We left the law school alumni center and went next door to the law school student center, where a large crowd had already gathered. We walked in just in time to see footage of the first plane fly into a tower. We were transfixed, as was everyone else. I've lived in or near Boston most of my adult life so I, like many I knew, wondered if any friends were on either of the planes that flew out of Logan.
I got my answer a day or two later, I can't remember to be honest, when my wife was reading the Globe's profiles of the dead and discovered that one of her college crew mates had been on the American flight out of Boston.
Thanks, All, for contributing to this thread. I'd like to hear more reactions through the rest of the week, if possible. Those we lost deserve, at least, a week.
Those like the Fire chaplain who, knowing he was in danger, removed his helmet to administer last rites to a fallen comrade. He took him home that day, and another Hero rose.
Not The CrimpMaster
09-13-2007, 12:30 AM
I also posted a review of the story itself on FF.net, but I'd just like to pay my respects here.

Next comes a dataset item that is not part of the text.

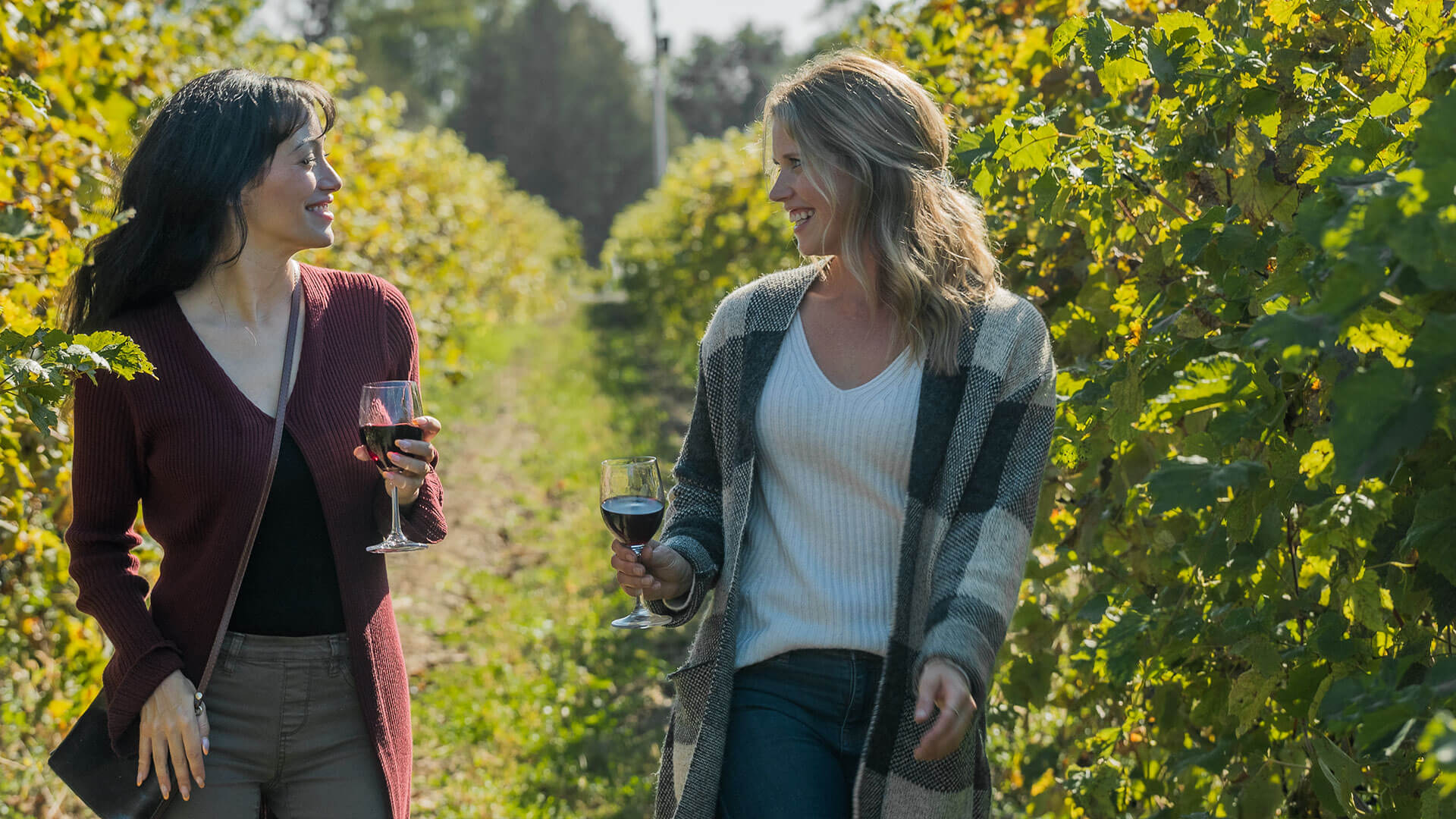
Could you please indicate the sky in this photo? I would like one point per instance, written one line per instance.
(801, 20)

I was really young, elementary school, when this happened, so I don't remember too much of it. All that I remember is getting up in the morning to go to school just like any other Tuesday morning, seeing the footage on TV, and my mother acting pretty nervous. I really wish I could remember more. :(
MrDrP
09-13-2007, 08:30 AM
About two and a half weeks after 9/11 I had to go to New York for business. I usually flew the shuttle out of Logan but that wasn't an option so I took the Acela, in and of itself a jarring change in routine. I still remember how strange the skyline looked without the towers. It was one thing to see still photographs, even TV footage, another to see that hole in the sky in real life. As the train headed south through the Bronx towards its subterranean crossing point to Manhattan I was afforded an ever changing perspective of the new panorama. It was eerie.

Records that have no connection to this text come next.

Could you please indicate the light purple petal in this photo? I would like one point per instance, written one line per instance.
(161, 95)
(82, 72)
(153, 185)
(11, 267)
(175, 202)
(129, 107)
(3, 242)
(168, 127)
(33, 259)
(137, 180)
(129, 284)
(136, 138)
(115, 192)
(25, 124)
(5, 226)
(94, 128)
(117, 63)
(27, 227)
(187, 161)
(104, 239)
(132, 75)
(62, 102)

Later in the day, I had an appointment in the Met Life (formerly Pan Am building) adjacent to Grand Central. I was on the 30th floor; my prospect took me to a south-facing conference room, affording me an opportunity to see a refashioned Wall Street.
all of this served to prepare me for the next day's business in the Financial District. Another prospect showed me the hole from his upper story conference room. It was surreal, to say the least. Then, later, I took a walk around part of the perimeter of the site. The fencing was up, obscuring views. But at one point to the south of the site, I was able to come close on a side street. I could see twisted wreckage jutting out over the fencline. Beside me was a parking garage, filled with ash-covered cars (the area was still a no-drive zone). It was all heart wrenching.
All of this was heart-wrenching -- but as much as what I saw in Grand Central and Penn Station. In those early days, every surface was still covered with lost person notices and pictures. The sense of loss was palpable, far more so than at the WTC site or on TV or the papers. It was almost primal, it was raw, and I can still recall vividly some people looking at the flyers, others hurrying by.
AinoMinako
09-13-2007, 08:04 PM
I also posted a review of the story itself on FF.net, but I'd just like to pay my respects here.
I was really young, elementary school, when this happened, so I don't remember too much of it. All that I remember is getting up in the morning to go to school just like any other Tuesday morning, seeing the footage on TV, and my mother acting pretty nervous. I really wish I could remember more. :(
I'm about the same. I remember being sick the night before, being in the kitchen, Dad commenting that the second tower was hit lower, and my teacher mentioning it later that day. I had no idea what the WTC was, actually.